William Rawle (1759–1836), a member of a prominent Philadelphia family, was educated at the Friends’ Academy in that city. His stepfather, Samuel Shoemaker, was the Loyalist mayor of Philadelphia during the British occupation, and young Rawle fled with his family to New York when the British evacuated Philadelphia. He studied law in New York and in 1781 went to England where he enrolled in the Middle Temple. The next year he returned to Philadelphia, where he was admitted to the bar in 1783. Rawle became one of the city’s most respected lawyers. He was elected as a Federalist to the Pennsylvania legislature in 1789. Later in 1791 GW appointed him to succeed William Lewis as U.S. attorney for Pennsylvania (see GW to the U.S. Senate, 31 Oct. 1791).

The Library Company of Philadelphia, founded by Benjamin Franklin in 1731, was the oldest circulating library in the United States and one of the principal cultural institutions in the city. A private library, its collections were open to members, but the directors had made the collection available to members of the Continental Congress and later to the members of the Federal Convention (see Rawle to GW, 6 July 1787). The resolution of the directors of 18 Jan. 1791 to extend the same offer to GW and Congress is recorded in the Library Company of Philadelphia Directors’ Minute Books, PPL.

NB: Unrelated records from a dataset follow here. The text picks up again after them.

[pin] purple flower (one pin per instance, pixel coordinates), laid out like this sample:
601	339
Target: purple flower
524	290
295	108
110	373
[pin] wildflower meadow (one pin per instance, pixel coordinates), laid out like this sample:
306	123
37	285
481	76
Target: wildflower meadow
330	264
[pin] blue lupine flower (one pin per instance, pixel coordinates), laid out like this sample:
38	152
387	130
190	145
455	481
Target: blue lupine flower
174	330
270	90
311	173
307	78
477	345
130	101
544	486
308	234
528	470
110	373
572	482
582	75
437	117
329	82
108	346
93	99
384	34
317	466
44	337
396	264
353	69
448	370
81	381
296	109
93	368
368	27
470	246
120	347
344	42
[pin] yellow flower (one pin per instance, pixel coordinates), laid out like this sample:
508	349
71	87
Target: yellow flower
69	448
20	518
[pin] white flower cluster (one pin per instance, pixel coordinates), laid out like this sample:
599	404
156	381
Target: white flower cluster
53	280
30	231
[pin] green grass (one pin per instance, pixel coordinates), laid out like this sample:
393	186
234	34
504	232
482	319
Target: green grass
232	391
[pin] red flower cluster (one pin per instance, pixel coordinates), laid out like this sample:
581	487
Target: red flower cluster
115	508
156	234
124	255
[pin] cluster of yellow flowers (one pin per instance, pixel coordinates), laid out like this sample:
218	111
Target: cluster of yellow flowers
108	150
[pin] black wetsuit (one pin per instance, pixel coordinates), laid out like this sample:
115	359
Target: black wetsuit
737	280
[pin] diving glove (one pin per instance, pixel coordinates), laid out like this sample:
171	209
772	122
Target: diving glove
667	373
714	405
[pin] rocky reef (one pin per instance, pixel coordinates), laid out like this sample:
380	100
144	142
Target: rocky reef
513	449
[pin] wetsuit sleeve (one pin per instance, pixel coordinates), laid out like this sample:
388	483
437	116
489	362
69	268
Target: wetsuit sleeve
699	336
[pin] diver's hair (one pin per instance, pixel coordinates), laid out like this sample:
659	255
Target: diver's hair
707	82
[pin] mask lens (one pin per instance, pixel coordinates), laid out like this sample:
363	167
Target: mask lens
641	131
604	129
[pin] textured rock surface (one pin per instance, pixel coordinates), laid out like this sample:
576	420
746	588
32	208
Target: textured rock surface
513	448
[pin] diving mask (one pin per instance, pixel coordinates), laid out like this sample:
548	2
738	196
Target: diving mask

Tobias Lear replied for GW on 20 Jan. 1791: “In obedience to the command of the President of the United States, I have the honor to communicate to you, to be presented to the Director of the Library company of Philadelphia, his best thanks for the very polite manner in which they have offered him the use of the books in the Library, and he begs they will be assured that this mark of attention has made a proper impression upon him” (DLC:GW).